Der Reformbeitrag Griechenlands
Unter den genannten Rahmenbedingungen und den beiden Sofortmaßnahmen muss die griechische
Regierung ihren entschiedenen und kontrollierten Beitrag zu diesem Aufbauprogramm
leisten. Im Mittelpunkt steht die ökonomisch solide Sicherung der Steuereinnahmen
durch Wirtschaftswachstum. Darüber hinaus muss dringend Steuergerechtigkeit durch
verschiedene Maßnahmen hergestellt werden. Dazu gehören die höhere Besteuerung Vermögender
sowie die Bekämpfung der Steuervermeidung und Korruption.
In Griechenland sind einige Maßnahmen bereits in Angriff genommen worden: Geschaffen wurde das „Zentrum für die Kontrolle der Steuerpflichtigen mit großen Vermögen (KEFOMEP). Beispielsweise wurde dadurch die Verhaftung des Bauunternehmers Leonidas Bobolas ausgelöst. Schnell und entschieden müssen die Listen der großen Auslandsvermögen endlich abgearbeitet werden. Griechenland ist dabei, den Austausch der Leiter der lokalen Finanzämter sowie eine eigenständige Finanzinspektion gegen Korruption zu forcieren. Um eine funktionierende Finanzverwaltung aufzubauen, braucht es Geld und Zeit. Die griechische Regierung muss diese Aufgabe vorrangig mit Unterstützung der Geber-Institutionen durchsetzen.
Dem Zielsystem gerechter Besteuerung folgend müssen die Superreichen in die Finanzierung einbezogen werden. Nach den Vorstellungen der griechischen Regierung gehören dazu: Eine Kopfsteuer für Millionäre, höhere Steuern für Spitzenverdiener, eine Luxussteuer (Nobelkarossen, große Yachten) sowie die Erhebung einer Lizenzgebühr für die Sendefrequenz privater Fernsehsender sowie eine erhöhte Tonnagesteuer für Reeder. Die Unterstützung zu diesen Maßnahmen durch die Geberinstitutionen wäre hilfreich. Dagegen haben in den Verhandlungen vor dem Abbruch durch den Volksentscheid die Geberinstitutionen die durch die griechische Regierung geplante Erhöhung der Unternehmenssteuersätze von 29 auf 28 Prozent zurückgeschraubt. Auch die Sondersteuer auf Unternehmensgewinne ab 500 000 € ist abgelehnt worden. Auf die geforderte Erhöhung der Mehrwertsteuersätze zu Lasten der Binnennachfrage sollte verzichtet werden. Auch ist der Abschlag von 30% der Mehrwertsteuer auf Inseln wegen der erhöhten Lebenshaltungskosten über die Transportkosten sinnvoll. Weitere Kürzungen bei den Renten würden die Verarmung vieler Menschen erhöhen. Allerdings sollte umgehen das Renteneintrittsalter erhöht werden. Gegenüber dem kleinen, rechtspopulistischen Koalitionspartner sollten weitere Kürzungen im Rüstungshaushalt durchgesetzt werden.

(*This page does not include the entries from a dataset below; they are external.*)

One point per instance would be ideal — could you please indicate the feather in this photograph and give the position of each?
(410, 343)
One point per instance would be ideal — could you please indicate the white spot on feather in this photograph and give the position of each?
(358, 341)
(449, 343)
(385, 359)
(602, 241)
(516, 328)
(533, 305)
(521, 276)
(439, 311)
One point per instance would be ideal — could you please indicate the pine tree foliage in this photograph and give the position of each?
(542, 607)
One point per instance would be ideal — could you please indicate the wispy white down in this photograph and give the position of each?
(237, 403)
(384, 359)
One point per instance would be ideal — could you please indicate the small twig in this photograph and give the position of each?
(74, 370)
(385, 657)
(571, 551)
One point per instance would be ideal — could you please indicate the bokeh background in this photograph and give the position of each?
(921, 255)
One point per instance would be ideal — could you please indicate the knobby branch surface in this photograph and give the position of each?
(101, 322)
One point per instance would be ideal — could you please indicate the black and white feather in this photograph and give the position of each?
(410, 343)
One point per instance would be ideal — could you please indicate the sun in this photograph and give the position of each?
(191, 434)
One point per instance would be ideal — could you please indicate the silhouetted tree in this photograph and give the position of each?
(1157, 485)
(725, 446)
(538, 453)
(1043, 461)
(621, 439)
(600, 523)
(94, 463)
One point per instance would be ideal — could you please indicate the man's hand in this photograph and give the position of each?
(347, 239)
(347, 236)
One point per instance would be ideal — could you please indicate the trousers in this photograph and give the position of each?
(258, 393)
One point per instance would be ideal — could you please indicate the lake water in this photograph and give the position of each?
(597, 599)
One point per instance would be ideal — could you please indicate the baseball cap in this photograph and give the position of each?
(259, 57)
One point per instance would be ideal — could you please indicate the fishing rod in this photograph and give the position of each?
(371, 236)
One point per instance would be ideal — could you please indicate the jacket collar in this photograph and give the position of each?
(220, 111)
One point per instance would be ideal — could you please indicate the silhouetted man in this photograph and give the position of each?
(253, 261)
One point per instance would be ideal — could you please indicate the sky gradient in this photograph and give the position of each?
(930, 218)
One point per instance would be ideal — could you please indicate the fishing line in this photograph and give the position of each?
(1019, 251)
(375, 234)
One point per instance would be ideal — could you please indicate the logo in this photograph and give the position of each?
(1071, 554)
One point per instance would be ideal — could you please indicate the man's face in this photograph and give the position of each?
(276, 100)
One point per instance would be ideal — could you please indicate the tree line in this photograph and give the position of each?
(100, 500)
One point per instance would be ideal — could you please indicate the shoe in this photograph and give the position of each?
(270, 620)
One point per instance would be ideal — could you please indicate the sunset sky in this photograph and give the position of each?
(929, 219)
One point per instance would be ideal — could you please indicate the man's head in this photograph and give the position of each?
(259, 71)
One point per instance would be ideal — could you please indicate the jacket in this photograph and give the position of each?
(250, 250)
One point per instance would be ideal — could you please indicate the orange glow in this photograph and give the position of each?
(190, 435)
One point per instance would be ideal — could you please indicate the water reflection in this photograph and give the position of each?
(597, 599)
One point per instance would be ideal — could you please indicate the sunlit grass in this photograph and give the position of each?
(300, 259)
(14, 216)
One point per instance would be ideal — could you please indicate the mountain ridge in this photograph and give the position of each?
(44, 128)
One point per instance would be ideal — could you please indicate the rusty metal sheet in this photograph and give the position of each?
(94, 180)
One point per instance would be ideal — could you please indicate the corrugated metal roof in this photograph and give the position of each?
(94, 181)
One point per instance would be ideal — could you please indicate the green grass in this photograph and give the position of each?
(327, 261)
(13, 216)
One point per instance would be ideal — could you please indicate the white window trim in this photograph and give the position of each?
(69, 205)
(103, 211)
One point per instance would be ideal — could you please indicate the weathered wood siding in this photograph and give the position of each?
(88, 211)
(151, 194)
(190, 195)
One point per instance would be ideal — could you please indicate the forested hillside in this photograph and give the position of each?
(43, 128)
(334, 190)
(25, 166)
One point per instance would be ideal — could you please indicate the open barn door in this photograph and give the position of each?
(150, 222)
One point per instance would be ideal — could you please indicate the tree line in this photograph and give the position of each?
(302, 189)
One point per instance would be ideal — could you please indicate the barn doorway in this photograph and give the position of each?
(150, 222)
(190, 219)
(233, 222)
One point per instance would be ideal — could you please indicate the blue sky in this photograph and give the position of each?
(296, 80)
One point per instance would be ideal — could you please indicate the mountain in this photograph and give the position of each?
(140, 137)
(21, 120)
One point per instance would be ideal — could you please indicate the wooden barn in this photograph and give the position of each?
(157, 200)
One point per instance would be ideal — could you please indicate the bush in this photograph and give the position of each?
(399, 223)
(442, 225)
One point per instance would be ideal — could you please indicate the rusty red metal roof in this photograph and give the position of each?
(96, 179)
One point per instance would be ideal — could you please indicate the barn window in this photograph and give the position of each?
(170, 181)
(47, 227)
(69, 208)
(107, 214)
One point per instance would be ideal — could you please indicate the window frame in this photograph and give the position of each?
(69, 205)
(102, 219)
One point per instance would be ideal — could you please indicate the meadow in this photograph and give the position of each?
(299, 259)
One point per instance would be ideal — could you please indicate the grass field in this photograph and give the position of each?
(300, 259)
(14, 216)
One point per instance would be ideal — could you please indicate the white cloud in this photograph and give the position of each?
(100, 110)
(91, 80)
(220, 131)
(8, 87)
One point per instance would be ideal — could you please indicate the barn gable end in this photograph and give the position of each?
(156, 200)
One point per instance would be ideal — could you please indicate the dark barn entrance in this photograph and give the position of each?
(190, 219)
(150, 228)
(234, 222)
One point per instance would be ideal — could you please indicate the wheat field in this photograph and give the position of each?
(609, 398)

Von den anstehenden Verhandlungen dürfen keine Wunder erwartet werden. Es gibt jedoch durchaus eine Chance zu einem ökonomisch und sozial begründeten Kompromiss mit dem Ziel, den Grexit zu vermeiden. Denn mit der Drachme würde Griechenland auf Dauer als sozial armes und ökonomisch schwaches Land zementiert und das Euroland wäre insgesamt geschwächt und für Spekulanten bedroht.